Blaise Ingoglia’s already known.
He’s known as a Hernando County businessman.
He’s known as the vice chairman of the Republican Party of Florida.
He’s known as the producer of Government Gone Wild, a slick, video-heavy website that harps on the evils of big government with a combination of policy-wonk stats and a sprinkling of humor (“Many politicians are so busy looking out for No. 1, they’re doing No. 2 on the rest of us.”).
Now, he wants to be known as the next state representative for Florida’s 35th District, replacing the term-limited Republican Rob Schenck.
And he’s getting a lot of early support, most recently with the endorsement of state Rep. Jake Raburn, R-Valrico, on Thursday.
On the Hernando County home front, he’s got the backing of the local power structure – three county commissioners, a school board member and the tax collector.
As the only candidate to have filed for the seat as of Friday, Ingoglia’s shoring up a lot of early support.
“I’m very humbled by the amount of support that we’ve had,” Ingoglia said in an interview. “An amazing amount of local support.”
But it’s not just local. With Raburn’s backing, Ingoglia has the official endorsements of eight House members, and four state senators. He attributes the broad acceptance of his candidacy so far to the connections he’s made in the past five years working in the party’s organization.
“I’ve gotten to know a lot of the legislators, the leaders throughout the state,” he said. “They’ve seen how hard I work.”
A lot of that work mirrors what Gov. Rick Scott and House Speaker Will Weatherford, R-Wesley Chapel, promote: creating “pockets of prosperity” at the state level in an era when the federal government under President Obama has demonstrated no ability to live within its mean — and little understanding of the challenges that face small businesses, the largest source of employment in the country.

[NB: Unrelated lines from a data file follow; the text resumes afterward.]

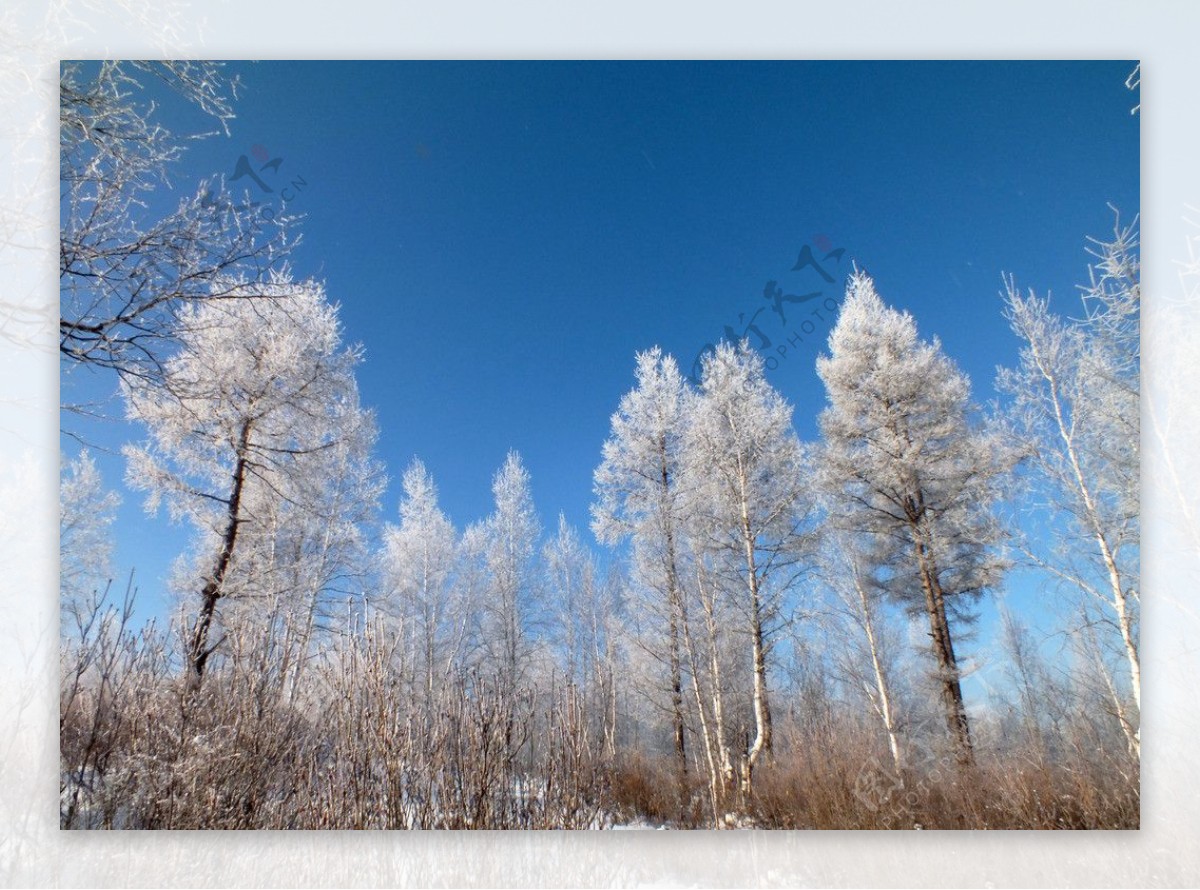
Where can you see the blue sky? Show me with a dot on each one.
(504, 236)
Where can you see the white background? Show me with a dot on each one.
(35, 35)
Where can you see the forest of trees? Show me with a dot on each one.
(769, 632)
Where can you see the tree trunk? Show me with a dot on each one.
(943, 649)
(199, 649)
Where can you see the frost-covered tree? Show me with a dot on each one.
(909, 468)
(749, 503)
(85, 545)
(639, 498)
(570, 593)
(252, 428)
(1075, 398)
(869, 651)
(126, 264)
(418, 573)
(511, 535)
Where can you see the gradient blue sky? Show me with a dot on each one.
(503, 236)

“What we have to do is make sure we’re removing the burdens to business, especially small business,” Ingoglia said. “We know the regulatory environment that’s being handed down by the federal government.”
A lot of that is due to Obamacare. And while Republicans have been divided on some ways of dealing with the federal health-care reform law – Scott and the state Senate have favored accepting federal money to expand Medicaid in Florida, for instance while Weatherford and House Republicans are unyieldingly opposed to it – Ingoglia isn’t worried about the party finding a way to work together to push its goals.
“We don’t all agree with each other,” Ingoglia said. “I think that’s what makes the party so strong. We don’t shut off debate.”
As to November 2014, Ingoglia predicted Scott will ride the steadily improving state economy of the past three years to re-election to the governor’s mansion.
And his own electoral chances?
“I never bet against myself,” he said.